And while City Councilman Allan Domb wants all the addicts in the area put into treatment, that may not be possible.
Roland Lamb, deputy commissioner for planning and innovation in the city's Department of Behavioral Health and Intellectual disAbility Services, estimated there were about 30,000 heroin addicts in the city, or double the treatment slots available.
But even if the city had capacity to treat all of the addicted here, consent remains a hurdle. Government officials can not force addicts into recovery against their will, and for many heroin users, the addiction becomes the strongest force in their world, surpassing even the bond between mother and child.
Correa has 10 children and six grandchildren. She cries when she talks of how her grandchildren used to love to visit her when she lived with her boyfriend, who died last year. Yet Correa remains under the bridge and in the gulch injecting heroin.
Her biggest fear is not death, she said, but a normal life.
“I’ve never been well or happy for a long period of time so when I do feel like I’m doing well I’m afraid because it’s not a feeling I’m familiar with and it scares me,” Correa said. “When I do become clean, I’ve got to become a new person because I’ve been this other person for so long.”
Lamb believes the path to helping addicts like Correa is to meet them where they are, engage them, invite them to safe spaces, and offer opportunities for treatment. And if they’re not ready, offer opportunities to fulfill their basic needs, like housing or food, until they are ready.

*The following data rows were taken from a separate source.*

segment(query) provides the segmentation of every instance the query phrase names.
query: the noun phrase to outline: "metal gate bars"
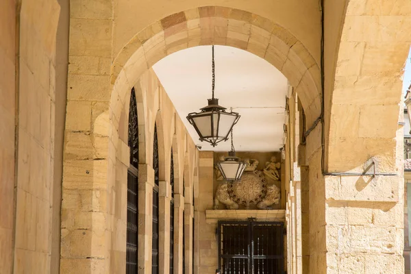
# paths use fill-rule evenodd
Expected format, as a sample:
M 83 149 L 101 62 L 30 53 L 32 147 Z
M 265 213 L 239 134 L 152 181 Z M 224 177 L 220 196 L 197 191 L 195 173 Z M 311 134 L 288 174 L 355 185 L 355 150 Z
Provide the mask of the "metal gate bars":
M 283 274 L 284 223 L 220 221 L 217 227 L 221 274 Z

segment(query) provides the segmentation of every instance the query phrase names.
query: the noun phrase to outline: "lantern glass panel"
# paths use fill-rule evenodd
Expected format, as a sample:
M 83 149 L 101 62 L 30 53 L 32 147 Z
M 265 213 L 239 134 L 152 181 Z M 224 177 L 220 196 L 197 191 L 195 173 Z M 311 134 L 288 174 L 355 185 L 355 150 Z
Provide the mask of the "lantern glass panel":
M 192 117 L 192 120 L 203 137 L 211 136 L 210 112 L 203 112 Z

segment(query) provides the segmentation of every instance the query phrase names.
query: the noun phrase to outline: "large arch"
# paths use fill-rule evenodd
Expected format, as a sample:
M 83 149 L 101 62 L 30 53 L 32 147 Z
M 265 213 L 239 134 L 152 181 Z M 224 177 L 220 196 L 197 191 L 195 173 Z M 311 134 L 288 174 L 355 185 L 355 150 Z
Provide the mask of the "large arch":
M 319 67 L 310 52 L 282 26 L 258 14 L 225 7 L 201 7 L 170 15 L 130 40 L 113 61 L 110 112 L 116 128 L 127 92 L 156 62 L 200 45 L 247 50 L 278 68 L 299 93 L 312 124 L 321 113 Z

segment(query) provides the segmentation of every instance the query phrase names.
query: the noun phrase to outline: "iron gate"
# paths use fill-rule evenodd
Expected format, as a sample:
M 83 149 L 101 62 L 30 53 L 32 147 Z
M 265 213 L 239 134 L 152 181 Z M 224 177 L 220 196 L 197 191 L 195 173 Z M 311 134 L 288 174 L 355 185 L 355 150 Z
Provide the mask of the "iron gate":
M 284 223 L 220 221 L 221 274 L 284 274 Z

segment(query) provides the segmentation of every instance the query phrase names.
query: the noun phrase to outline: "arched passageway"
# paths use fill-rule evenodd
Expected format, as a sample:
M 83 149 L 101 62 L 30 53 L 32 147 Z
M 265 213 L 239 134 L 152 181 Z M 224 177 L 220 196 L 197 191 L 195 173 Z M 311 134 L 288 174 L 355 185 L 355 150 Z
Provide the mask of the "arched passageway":
M 188 217 L 195 216 L 195 232 L 203 232 L 204 227 L 197 225 L 203 216 L 195 209 L 212 206 L 212 190 L 210 194 L 203 187 L 212 176 L 213 159 L 196 149 L 150 68 L 176 51 L 215 44 L 264 58 L 293 87 L 284 147 L 284 170 L 290 171 L 285 175 L 290 191 L 284 197 L 289 210 L 288 237 L 292 241 L 302 236 L 308 250 L 301 262 L 298 241 L 292 242 L 289 256 L 296 263 L 290 266 L 292 272 L 308 269 L 304 259 L 316 273 L 403 272 L 402 237 L 396 237 L 403 233 L 399 76 L 410 42 L 411 3 L 322 2 L 319 7 L 314 0 L 252 4 L 228 0 L 227 7 L 221 7 L 211 0 L 71 1 L 64 141 L 53 132 L 58 4 L 23 0 L 0 9 L 1 25 L 16 27 L 15 32 L 3 30 L 6 34 L 0 44 L 8 73 L 0 74 L 0 90 L 14 91 L 12 96 L 0 92 L 0 111 L 5 114 L 1 119 L 5 121 L 0 131 L 5 140 L 1 147 L 5 157 L 0 158 L 0 175 L 5 178 L 1 182 L 0 203 L 5 206 L 0 210 L 5 217 L 0 224 L 0 242 L 5 243 L 0 253 L 6 254 L 0 259 L 0 269 L 6 273 L 21 272 L 22 268 L 57 272 L 54 262 L 60 258 L 61 273 L 124 272 L 127 105 L 134 87 L 141 134 L 138 236 L 144 245 L 139 245 L 138 253 L 145 256 L 138 258 L 140 270 L 146 273 L 152 266 L 152 257 L 145 252 L 151 250 L 152 243 L 151 144 L 154 124 L 161 121 L 164 153 L 160 163 L 164 168 L 159 173 L 159 199 L 169 204 L 173 145 L 179 163 L 174 269 L 182 271 L 183 235 L 179 229 L 186 225 L 186 232 L 191 232 Z M 54 201 L 59 197 L 51 197 L 51 184 L 54 174 L 59 176 L 53 156 L 58 140 L 64 146 L 60 251 L 54 231 L 59 222 L 54 217 L 60 211 Z M 184 195 L 184 188 L 196 191 Z M 190 199 L 191 195 L 197 200 Z M 197 203 L 200 195 L 209 204 Z M 308 208 L 301 209 L 306 214 L 301 220 L 292 213 L 299 206 Z M 167 208 L 164 207 L 166 212 Z M 169 223 L 164 224 L 166 229 Z M 187 246 L 190 237 L 184 239 Z M 189 242 L 192 247 L 193 241 Z M 201 242 L 194 242 L 199 243 L 195 271 L 214 271 L 201 264 Z M 190 262 L 186 251 L 185 260 Z M 160 255 L 165 258 L 167 253 Z M 56 260 L 51 263 L 50 258 Z M 204 264 L 214 264 L 210 262 Z M 298 262 L 303 262 L 302 269 Z

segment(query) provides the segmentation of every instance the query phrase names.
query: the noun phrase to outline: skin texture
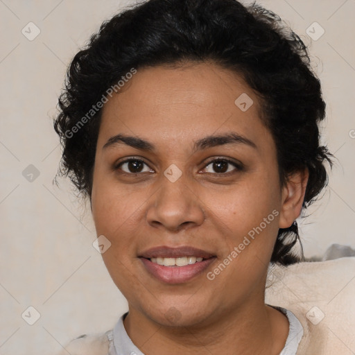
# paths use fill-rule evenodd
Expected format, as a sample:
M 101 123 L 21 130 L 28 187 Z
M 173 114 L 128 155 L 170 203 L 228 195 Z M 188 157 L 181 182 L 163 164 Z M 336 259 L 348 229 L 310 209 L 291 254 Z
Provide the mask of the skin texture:
M 246 112 L 234 104 L 243 93 L 254 102 Z M 260 110 L 240 77 L 211 62 L 139 69 L 105 105 L 92 210 L 97 235 L 112 243 L 104 262 L 128 302 L 125 329 L 147 355 L 214 354 L 221 349 L 225 354 L 278 354 L 284 347 L 288 322 L 265 305 L 265 282 L 279 228 L 300 214 L 308 174 L 295 173 L 280 186 L 276 147 Z M 195 141 L 231 132 L 257 148 L 230 144 L 193 150 Z M 144 139 L 155 150 L 123 144 L 103 148 L 118 134 Z M 128 164 L 117 167 L 129 157 L 146 165 L 136 174 Z M 211 163 L 216 158 L 244 168 L 230 164 L 220 172 Z M 164 175 L 171 164 L 182 172 L 175 182 Z M 208 279 L 207 272 L 273 210 L 279 212 L 273 220 Z M 216 259 L 193 279 L 167 284 L 138 257 L 160 245 L 189 245 Z

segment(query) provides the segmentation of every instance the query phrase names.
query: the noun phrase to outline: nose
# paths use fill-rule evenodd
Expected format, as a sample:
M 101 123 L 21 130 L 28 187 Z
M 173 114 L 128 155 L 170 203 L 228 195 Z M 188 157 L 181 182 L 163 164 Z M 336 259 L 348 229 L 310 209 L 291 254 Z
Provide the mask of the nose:
M 162 175 L 153 195 L 146 218 L 153 227 L 178 232 L 200 225 L 205 219 L 203 202 L 184 174 L 172 182 Z

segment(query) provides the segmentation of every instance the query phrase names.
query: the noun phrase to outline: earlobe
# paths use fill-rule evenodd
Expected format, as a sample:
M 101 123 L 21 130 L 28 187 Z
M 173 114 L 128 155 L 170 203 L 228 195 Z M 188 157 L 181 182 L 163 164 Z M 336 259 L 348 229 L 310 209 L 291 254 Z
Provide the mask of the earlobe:
M 309 173 L 307 168 L 292 174 L 282 188 L 279 228 L 288 228 L 300 216 L 302 208 Z

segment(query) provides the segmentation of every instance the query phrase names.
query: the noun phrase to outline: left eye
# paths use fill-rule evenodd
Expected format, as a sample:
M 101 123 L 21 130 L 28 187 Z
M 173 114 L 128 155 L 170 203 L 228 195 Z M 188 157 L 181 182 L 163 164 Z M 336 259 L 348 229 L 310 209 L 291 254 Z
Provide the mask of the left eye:
M 232 165 L 236 168 L 229 170 L 228 165 Z M 207 173 L 214 173 L 216 172 L 218 174 L 230 173 L 231 171 L 233 171 L 233 170 L 238 171 L 242 169 L 242 167 L 237 163 L 225 159 L 217 159 L 216 160 L 212 160 L 206 166 L 206 168 L 205 168 L 204 170 L 207 170 L 207 167 L 209 166 L 211 166 L 211 168 L 212 170 L 214 170 L 214 171 L 207 171 Z

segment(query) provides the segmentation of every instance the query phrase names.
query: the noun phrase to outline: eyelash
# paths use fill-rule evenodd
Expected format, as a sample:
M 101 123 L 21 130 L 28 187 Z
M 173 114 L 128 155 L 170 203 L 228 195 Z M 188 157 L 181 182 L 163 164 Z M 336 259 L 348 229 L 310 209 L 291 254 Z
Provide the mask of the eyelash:
M 123 160 L 123 162 L 120 162 L 119 163 L 116 164 L 114 167 L 114 169 L 115 171 L 116 170 L 119 170 L 120 169 L 120 167 L 125 164 L 125 163 L 129 163 L 130 162 L 142 162 L 144 164 L 145 164 L 147 166 L 148 166 L 148 164 L 146 163 L 146 162 L 144 162 L 144 160 L 142 160 L 141 159 L 138 159 L 138 158 L 135 158 L 135 157 L 131 157 L 130 159 L 127 159 L 125 160 Z M 242 171 L 243 170 L 244 170 L 244 166 L 241 164 L 241 163 L 236 163 L 236 162 L 234 162 L 232 160 L 230 160 L 228 159 L 226 159 L 226 158 L 217 158 L 217 159 L 215 159 L 214 160 L 211 160 L 209 161 L 208 163 L 207 163 L 207 164 L 205 166 L 205 167 L 203 168 L 202 170 L 205 170 L 209 165 L 210 165 L 212 163 L 214 163 L 214 162 L 225 162 L 225 163 L 227 163 L 227 164 L 230 164 L 231 165 L 233 165 L 236 169 L 233 170 L 232 171 L 229 171 L 227 173 L 209 173 L 209 174 L 215 174 L 215 175 L 223 175 L 223 176 L 229 176 L 231 174 L 234 174 L 234 173 L 237 173 L 238 171 Z M 227 169 L 228 170 L 228 169 Z M 146 171 L 144 171 L 144 173 L 146 173 Z M 127 173 L 126 171 L 122 171 L 123 174 L 125 174 L 125 175 L 139 175 L 142 173 Z

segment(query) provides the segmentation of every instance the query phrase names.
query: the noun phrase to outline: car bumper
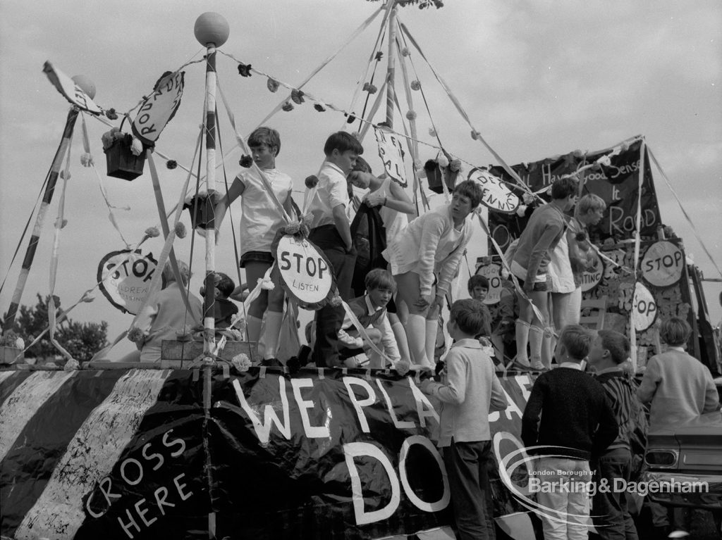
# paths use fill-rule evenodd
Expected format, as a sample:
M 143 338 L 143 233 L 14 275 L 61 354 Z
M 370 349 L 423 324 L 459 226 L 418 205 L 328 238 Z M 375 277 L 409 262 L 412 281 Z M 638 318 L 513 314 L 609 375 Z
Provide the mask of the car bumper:
M 722 474 L 648 472 L 642 479 L 647 496 L 658 504 L 722 510 Z

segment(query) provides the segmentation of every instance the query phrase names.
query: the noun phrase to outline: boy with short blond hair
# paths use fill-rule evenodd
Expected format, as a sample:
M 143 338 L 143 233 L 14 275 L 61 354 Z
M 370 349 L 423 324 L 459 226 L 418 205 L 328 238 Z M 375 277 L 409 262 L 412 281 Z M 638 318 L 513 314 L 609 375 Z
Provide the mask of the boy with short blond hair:
M 386 304 L 396 291 L 396 282 L 388 270 L 374 268 L 366 275 L 366 293 L 349 301 L 349 307 L 361 323 L 373 345 L 395 364 L 401 360 L 399 346 L 388 322 Z M 344 345 L 341 358 L 347 367 L 358 367 L 369 360 L 369 368 L 383 368 L 383 357 L 374 351 L 354 327 L 347 315 L 339 332 L 339 341 Z
M 495 539 L 488 468 L 492 457 L 489 413 L 508 404 L 494 363 L 476 336 L 489 312 L 476 300 L 451 306 L 447 329 L 456 342 L 446 355 L 441 382 L 425 381 L 422 391 L 441 402 L 439 448 L 443 448 L 458 539 Z
M 351 299 L 356 250 L 347 214 L 350 201 L 346 178 L 356 158 L 363 154 L 363 146 L 350 133 L 338 131 L 326 139 L 323 153 L 326 159 L 308 205 L 308 212 L 313 216 L 308 239 L 331 262 L 339 295 L 348 301 Z M 344 322 L 343 306 L 324 306 L 316 311 L 316 337 L 311 360 L 319 367 L 339 366 L 338 334 Z

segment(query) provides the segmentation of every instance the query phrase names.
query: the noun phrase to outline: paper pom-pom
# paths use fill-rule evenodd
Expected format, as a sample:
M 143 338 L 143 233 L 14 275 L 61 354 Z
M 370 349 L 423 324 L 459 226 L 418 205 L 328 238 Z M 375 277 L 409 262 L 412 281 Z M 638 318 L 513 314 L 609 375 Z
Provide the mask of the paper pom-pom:
M 186 238 L 186 234 L 188 234 L 188 231 L 186 230 L 186 226 L 183 221 L 178 221 L 175 223 L 175 236 L 178 238 Z
M 160 231 L 158 231 L 157 227 L 148 227 L 145 229 L 145 236 L 149 236 L 150 238 L 155 238 L 156 236 L 160 236 Z
M 75 358 L 69 358 L 63 366 L 64 371 L 74 371 L 77 369 L 80 369 L 80 364 Z
M 257 283 L 261 286 L 261 288 L 264 291 L 273 291 L 276 288 L 276 284 L 271 280 L 270 278 L 267 280 L 264 279 L 263 278 L 258 278 Z
M 408 360 L 402 358 L 393 364 L 393 368 L 396 370 L 396 373 L 404 376 L 411 369 L 411 363 Z
M 238 74 L 242 77 L 251 76 L 251 64 L 238 62 Z
M 374 84 L 372 84 L 370 82 L 364 83 L 362 89 L 364 92 L 367 92 L 369 94 L 375 94 L 378 90 Z
M 238 370 L 240 373 L 245 373 L 248 371 L 248 368 L 251 367 L 251 359 L 247 355 L 241 353 L 238 354 L 231 358 L 230 363 L 233 364 L 233 367 Z
M 297 105 L 301 105 L 305 101 L 303 99 L 303 92 L 295 89 L 291 90 L 291 99 Z
M 145 337 L 145 335 L 143 331 L 140 329 L 138 327 L 131 327 L 130 329 L 128 330 L 127 335 L 128 339 L 132 341 L 134 343 L 138 343 L 142 342 Z
M 143 153 L 143 143 L 137 137 L 133 138 L 133 142 L 131 143 L 131 153 L 134 156 L 139 156 Z

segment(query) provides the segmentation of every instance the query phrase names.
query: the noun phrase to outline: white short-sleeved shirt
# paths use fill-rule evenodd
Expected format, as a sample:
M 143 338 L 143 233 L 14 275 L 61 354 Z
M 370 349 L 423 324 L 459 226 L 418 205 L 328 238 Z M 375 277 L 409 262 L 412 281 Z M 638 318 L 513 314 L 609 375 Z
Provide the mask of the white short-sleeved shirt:
M 313 215 L 311 229 L 323 225 L 333 225 L 334 208 L 342 204 L 349 208 L 349 187 L 346 175 L 339 167 L 323 161 L 318 173 L 318 185 L 308 205 L 308 212 Z
M 276 198 L 281 204 L 291 196 L 293 181 L 291 177 L 277 169 L 264 169 Z M 242 171 L 235 177 L 245 187 L 241 195 L 240 249 L 270 252 L 271 244 L 279 227 L 285 221 L 266 190 L 261 176 L 254 169 Z

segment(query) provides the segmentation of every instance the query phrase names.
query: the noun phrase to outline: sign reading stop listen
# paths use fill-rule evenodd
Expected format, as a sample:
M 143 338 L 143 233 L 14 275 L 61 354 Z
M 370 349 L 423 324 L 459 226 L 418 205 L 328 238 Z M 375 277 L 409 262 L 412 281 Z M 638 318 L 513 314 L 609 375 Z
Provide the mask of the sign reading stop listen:
M 284 290 L 306 309 L 326 305 L 336 290 L 331 263 L 323 252 L 301 236 L 284 234 L 274 247 Z

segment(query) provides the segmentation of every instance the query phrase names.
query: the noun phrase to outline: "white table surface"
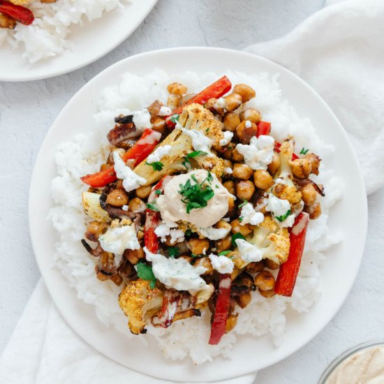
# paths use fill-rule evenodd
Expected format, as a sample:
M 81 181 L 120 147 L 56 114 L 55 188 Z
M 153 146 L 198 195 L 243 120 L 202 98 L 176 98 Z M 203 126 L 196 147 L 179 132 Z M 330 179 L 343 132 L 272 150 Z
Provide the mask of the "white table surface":
M 0 83 L 0 351 L 40 276 L 28 230 L 29 178 L 45 133 L 71 97 L 101 71 L 127 56 L 183 45 L 241 50 L 283 36 L 323 3 L 323 0 L 159 0 L 125 43 L 96 63 L 47 80 Z M 369 206 L 363 263 L 341 310 L 309 345 L 259 372 L 258 383 L 316 383 L 338 353 L 359 342 L 384 337 L 384 263 L 380 263 L 384 191 L 370 196 Z

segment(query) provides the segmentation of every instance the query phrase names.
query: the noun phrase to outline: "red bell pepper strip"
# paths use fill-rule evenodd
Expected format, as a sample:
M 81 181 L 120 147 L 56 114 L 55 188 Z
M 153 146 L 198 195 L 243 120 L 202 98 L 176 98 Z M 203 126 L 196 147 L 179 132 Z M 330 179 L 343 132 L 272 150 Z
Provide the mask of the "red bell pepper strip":
M 274 150 L 277 153 L 279 153 L 280 152 L 280 147 L 281 147 L 281 145 L 279 142 L 275 141 L 274 142 Z M 299 158 L 299 156 L 296 154 L 292 154 L 292 160 L 296 160 L 297 158 Z
M 154 186 L 148 198 L 148 202 L 154 201 L 158 195 L 157 190 L 164 191 L 165 184 L 172 179 L 171 176 L 164 176 Z M 145 209 L 145 223 L 144 224 L 144 244 L 148 251 L 156 253 L 158 250 L 158 239 L 155 233 L 155 229 L 160 223 L 160 214 L 152 209 Z
M 175 123 L 170 121 L 170 117 L 175 115 L 180 115 L 183 111 L 183 109 L 186 105 L 196 103 L 197 104 L 203 105 L 209 100 L 209 98 L 219 98 L 222 96 L 224 96 L 227 92 L 230 91 L 232 88 L 232 83 L 226 76 L 223 76 L 215 82 L 211 84 L 199 92 L 197 95 L 195 95 L 193 97 L 191 97 L 186 103 L 180 107 L 176 108 L 172 113 L 172 115 L 167 119 L 167 125 L 173 128 L 175 126 Z
M 124 162 L 128 159 L 134 159 L 135 165 L 141 163 L 154 150 L 161 138 L 161 135 L 158 132 L 149 128 L 145 129 L 141 138 L 121 156 L 121 158 Z M 112 166 L 106 170 L 83 176 L 80 179 L 86 184 L 101 188 L 115 182 L 117 177 L 115 168 Z
M 256 134 L 258 138 L 261 135 L 267 136 L 271 133 L 271 123 L 259 121 L 256 125 L 258 126 L 258 133 Z
M 221 337 L 226 333 L 231 286 L 230 274 L 221 274 L 214 321 L 211 326 L 211 336 L 209 342 L 212 346 L 219 344 Z
M 0 0 L 0 13 L 15 19 L 24 25 L 32 24 L 35 19 L 32 11 L 27 8 L 22 6 L 17 6 L 4 0 Z
M 274 285 L 274 292 L 276 295 L 292 296 L 300 267 L 309 223 L 309 215 L 306 212 L 301 212 L 290 229 L 288 258 L 280 267 Z

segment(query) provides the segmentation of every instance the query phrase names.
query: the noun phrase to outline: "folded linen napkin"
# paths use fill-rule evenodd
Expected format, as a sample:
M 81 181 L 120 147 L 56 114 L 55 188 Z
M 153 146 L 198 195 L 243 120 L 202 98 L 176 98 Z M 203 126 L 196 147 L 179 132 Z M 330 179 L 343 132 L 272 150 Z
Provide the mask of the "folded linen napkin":
M 369 193 L 384 184 L 383 20 L 381 0 L 344 0 L 286 37 L 246 49 L 288 68 L 327 102 L 355 146 Z M 40 281 L 0 358 L 0 383 L 98 384 L 111 378 L 117 384 L 169 383 L 128 369 L 94 350 L 66 325 Z M 254 378 L 222 383 L 251 383 Z

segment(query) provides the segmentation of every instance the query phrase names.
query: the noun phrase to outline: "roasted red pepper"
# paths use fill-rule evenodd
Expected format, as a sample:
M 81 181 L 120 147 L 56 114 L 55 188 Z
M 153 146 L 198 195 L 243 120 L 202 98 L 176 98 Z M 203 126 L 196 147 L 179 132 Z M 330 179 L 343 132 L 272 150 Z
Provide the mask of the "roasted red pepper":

“There are people out here that can sell cars to people that don’t want them,” Lamb said. “We should invest the same resources in people like that to do street outreach.”
Strengthening and funding community groups in the area like Prevention Point that offer services for addicts is key too, Lamb said.
“This is a drug of, for, and by the people,” he said. “And the solution is an effort of, for, and by the people.”